The decision to borrow money, especially when that decision is made by a government, must be made with great care. People's attitudes about debt are colored not only by cold calculations about costs and benefits, along with predictions about the course of an uncertain future, but by deeply ingrained moral attitudes about the very notion of being obligated to another person. "Neither a borrower nor a lender be" seems like such sage advice that people will go to great lengths to avoid taking out loans. Yet we know that people, businesses, and governments regularly borrow, in good times and bad.
If people and institutions did not continue to borrow money, there would have been no need to save the financial system from its recent (and ongoing) troubles, because people would not need financial institutions at all. They also -- it should be pointed out -- could not save money with interest, because that would require that someone else take temporary control of their money with the contingency that it be paid back with interest. A modern economy's very dynamism, in fact, depends crucially on the existence of markets for credit and debt; and admonitions not to be a borrower should best be understood either as archaic misunderstandings or as cautionary advice not to go too far.
Last week, I published two blog posts (here and here) extending my frequent discussion of the public's perverse and misinformed attitudes about federal deficit spending in the U.S. The discussion was divided into two pieces: first, the conditions under which it is wise for the federal government to borrow money during an economic downturn, and second, the conditions under which it is wise for the federal government to borrow money when the economy is healthy. In the course of the latter discussion, I claimed that it is always wise for the federal government to borrow money -- even during good times -- because there are always projects available to the federal government that will pay off in the long term in amounts greater than any debt (and interest) taken on to finance those projects: "[S]ome things are so valuable that it makes sense to borrow money to buy them."

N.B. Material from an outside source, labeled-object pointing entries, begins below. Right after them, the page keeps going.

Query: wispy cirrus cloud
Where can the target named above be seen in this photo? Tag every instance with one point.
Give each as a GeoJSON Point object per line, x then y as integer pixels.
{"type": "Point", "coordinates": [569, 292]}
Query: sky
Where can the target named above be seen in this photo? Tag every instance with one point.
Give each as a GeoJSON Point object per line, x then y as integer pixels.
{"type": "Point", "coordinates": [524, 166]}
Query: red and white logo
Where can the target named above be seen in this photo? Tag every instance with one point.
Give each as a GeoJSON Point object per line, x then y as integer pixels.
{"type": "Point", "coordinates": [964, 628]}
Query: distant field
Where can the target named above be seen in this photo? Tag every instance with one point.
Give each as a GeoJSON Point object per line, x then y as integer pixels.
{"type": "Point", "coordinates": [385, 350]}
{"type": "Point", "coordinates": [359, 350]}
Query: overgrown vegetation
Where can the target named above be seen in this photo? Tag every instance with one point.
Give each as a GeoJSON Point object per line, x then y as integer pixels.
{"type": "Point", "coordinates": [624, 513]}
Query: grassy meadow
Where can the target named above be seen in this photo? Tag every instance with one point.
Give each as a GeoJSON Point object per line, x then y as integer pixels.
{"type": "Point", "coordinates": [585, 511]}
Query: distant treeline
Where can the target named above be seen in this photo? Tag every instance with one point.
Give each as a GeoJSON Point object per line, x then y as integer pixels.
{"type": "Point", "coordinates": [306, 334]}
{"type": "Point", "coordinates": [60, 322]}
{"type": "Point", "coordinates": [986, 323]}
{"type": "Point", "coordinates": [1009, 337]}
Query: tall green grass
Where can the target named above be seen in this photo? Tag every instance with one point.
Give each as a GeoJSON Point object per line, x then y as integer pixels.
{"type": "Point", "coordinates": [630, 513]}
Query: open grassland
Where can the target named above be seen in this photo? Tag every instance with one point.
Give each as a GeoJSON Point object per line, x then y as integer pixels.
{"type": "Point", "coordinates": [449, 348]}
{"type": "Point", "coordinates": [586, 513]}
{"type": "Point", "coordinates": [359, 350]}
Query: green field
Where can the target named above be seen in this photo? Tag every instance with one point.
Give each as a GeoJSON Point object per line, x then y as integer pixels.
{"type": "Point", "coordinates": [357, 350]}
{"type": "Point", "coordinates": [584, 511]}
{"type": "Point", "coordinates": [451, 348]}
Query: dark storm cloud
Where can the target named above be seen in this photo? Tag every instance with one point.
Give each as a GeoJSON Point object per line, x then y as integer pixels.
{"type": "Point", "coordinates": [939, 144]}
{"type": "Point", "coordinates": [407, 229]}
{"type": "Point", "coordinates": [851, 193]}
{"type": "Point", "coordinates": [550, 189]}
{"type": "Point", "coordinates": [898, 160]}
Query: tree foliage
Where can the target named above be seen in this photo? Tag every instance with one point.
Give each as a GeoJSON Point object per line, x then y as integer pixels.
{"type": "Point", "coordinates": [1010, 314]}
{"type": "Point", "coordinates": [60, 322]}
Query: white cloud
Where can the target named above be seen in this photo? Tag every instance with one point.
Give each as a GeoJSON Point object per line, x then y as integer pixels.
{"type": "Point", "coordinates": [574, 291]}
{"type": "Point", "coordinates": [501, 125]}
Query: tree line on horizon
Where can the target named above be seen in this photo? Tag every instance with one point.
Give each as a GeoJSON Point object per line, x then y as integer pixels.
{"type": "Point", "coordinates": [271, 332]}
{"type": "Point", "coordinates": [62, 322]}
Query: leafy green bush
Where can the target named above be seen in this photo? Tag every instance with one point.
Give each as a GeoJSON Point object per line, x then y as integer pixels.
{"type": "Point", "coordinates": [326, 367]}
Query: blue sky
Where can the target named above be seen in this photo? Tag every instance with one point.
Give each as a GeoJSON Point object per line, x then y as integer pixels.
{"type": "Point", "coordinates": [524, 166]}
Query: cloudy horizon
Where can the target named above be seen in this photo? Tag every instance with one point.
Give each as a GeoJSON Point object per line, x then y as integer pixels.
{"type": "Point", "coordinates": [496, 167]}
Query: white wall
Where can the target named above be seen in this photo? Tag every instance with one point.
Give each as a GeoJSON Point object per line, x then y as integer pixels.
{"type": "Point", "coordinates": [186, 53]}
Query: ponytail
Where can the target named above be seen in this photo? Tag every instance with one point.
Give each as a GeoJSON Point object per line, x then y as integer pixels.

Summarizing that argument, I made the following assertion: "[T]here will always be government projects available with rates of return that exceed borrowing costs." I made that claim not to cover the universe of theoretical possibilities but to describe the world in which we should expect to live for as long as the current economic system continues in this country. While it is possible to describe a situation where the government has exhausted all of its high-value investment opportunities, such that no further borrowing would be wise, that is not going to happen. (I wish it would. If it did, then of course our policy choices should change.)
Several commenters on my second post from last week also brought up the question encapsulated in the title of today's post: Sure, we can borrow to finance projects with long-term rates of return that exceed borrowing costs, be we do not have to do so. We might want to pay up front for these projects. Should we?
One possible reason to run balanced budgets during good times is as a show of good faith and to demonstrate our ability to discipline ourselves, essentially to reassure borrowers that we are good credit risks. One response to this is that the U.S. federal government has never defaulted on its debt, and its debt securities are treated as the equivalent of cash by shrewd money managers the world over, even in the face of a crisis that has shaken the global economy's foundations. Even so, with rumblings that foreign lenders might be losing confidence in our long-term ability to repay debts, maybe time is running out.
If that turns out to be true, however, it will not be because we are taking the advice to engage in borrowing to finance long-term investments but because we have allowed the health care system to spiral further out of control, destroying both government and private finances in the process. More to the point, it is difficult to see how any potential lender would be reassured by a government that decided not to engage in long-term investments in the name of fiscal responsibility. A reasonable lender would take that as evidence that the U.S. government is run by people who do not understand basic finance.
This still, however, leaves the possibility of engaging in those long-term investments but paying for them with tax dollars rather than with further borrowing. What are the implications of such a decision? The government would be taking tax dollars from people today, using those dollars to buy something today that has benefits mostly (or completely) in the future. If the government had not collected those tax dollars, the people or businesses from whom the taxes would have been collected could have used the money to consume or invest in the way that they found most appropriate according to their circumstances. By paying taxes now, they would lose those opportunities in the name of not adding to the debt. It is important to remember, however, that the long-term debt burden would go down even if the projects had been financed by borrowing.
In other words, the decision to borrow or not to borrow boils down to the present-versus-future dynamic that we hear so much about, but in reverse. Forcing ourselves to pay for investments up front means that future citizens will benefit not just by receiving the benefits of the projects in which we invest but by receiving those benefits at the expense of our current sacrifices. Reasonable people can differ on how much we owe future generations, but it is at the very least not obvious why we are morally required to take that extra step.
In addition, if we force ourselves only to engage in those long-term investments that we can currently finance, we will surely end up financing many fewer such investments. I would prefer not to tell our grandchildren that we passed up profitable investments because we could not pay for them up front, when financing would have been available. Their patience with our explanations that we were just being prudent will surely be limited. As well it should.